The preceding discussion and Fig. 17 suggest that the ‘common belief’ that the summer season weakens the virus is (unfortunately) not supported by the data.

Another popular argument widely discussed in the press [23] is the beginning time of the virus spread. The first reported cases to the World Health Organization date December 31, 2019 (hence the name Covid-19 [13]) from the Wuhan region in China. In Ref. [8], the Wuhan case was analyzed and it was concluded that the time it took for the virus to peak is of the order of 15 days, thus around the middle of January 2020. We have seen the devastating effect of the virus on the society with tens of thousands of positives and deceased in short times. Thus to hide the pandemic is impossible. China does not provide the number of daily tests and we cannot derive the typical times entering our model as discussed in Sect. 2. However, we can derive these times for most of the countries/states/regions discussed in the paper. In Fig. 18, we plot \(t_{\max }\) & \(t_{\mathrm{crit}}\) versus \(1/\lambda \) (the Lyapunov time) and for completeness the corresponding numerical values are reported in Table 3. The Lyapunov time gives the rate of the virus propagation; the shorter it is the faster the peak probability is reached. Sweden, the country, which adopted herd immunization, displays the largest values of \(t_{\max }\) and Lyapunov time thus the longest time duration for the pandemic. The value of the Lyapunov time decreases depending on the efficacy of the quarantine and other factors (population density, etc.). Interestingly enough, two almost parallel lines for \(t_{\mathrm{crit}}\) can be seen the lowest near 50 days and the other below 100 days; the corresponding countries are reported in Table 3. These values are sensitive to the beginning times of the quarantine in each country. A rather random increase in \(t_{\max }\) may be noticed and attributed to early reopening in different countries. This result supports the first report of the virus spread at the end of 2019 with a possible error of 2 weeks at most [23].
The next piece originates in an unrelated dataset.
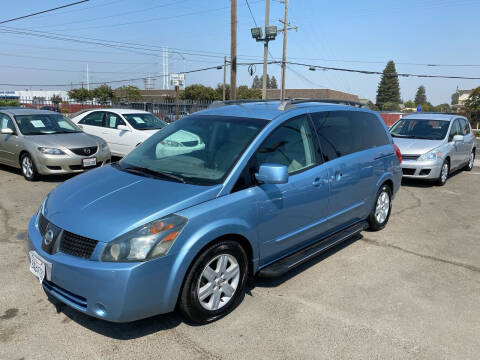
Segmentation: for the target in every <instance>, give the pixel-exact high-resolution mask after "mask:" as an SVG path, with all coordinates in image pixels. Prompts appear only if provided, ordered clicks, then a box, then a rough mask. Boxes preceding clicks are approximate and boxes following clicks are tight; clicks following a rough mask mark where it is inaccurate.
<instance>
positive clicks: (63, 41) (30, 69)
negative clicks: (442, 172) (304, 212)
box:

In conclusion, in this paper we have discussed the predictive power of a two-step model based on chaos theory. A comparison among different countries suggests that it would be safe to release the quarantine when the probability for positive is lower than 4%, the maximum value for S. Korea. This implies that, if the quarantine is dismissed, then the same measures, as for the Koreans, should be followed by the other countries: careful testing, backtracking and isolation of positives and quarantine again if needed. Herd immunization or natural selection is very difficult to justify from the data available so far, especially since we are dealing with thousands of human lives no matter the age or other nonsense. No real dependence on seasonal temperatures is observed, maybe with the only exception of very low temperatures, below \(10\ ^{\circ }\hbox {C}\). The model suggests that the beginning time for the pandemic spread is at most as early as the middle of December 2019.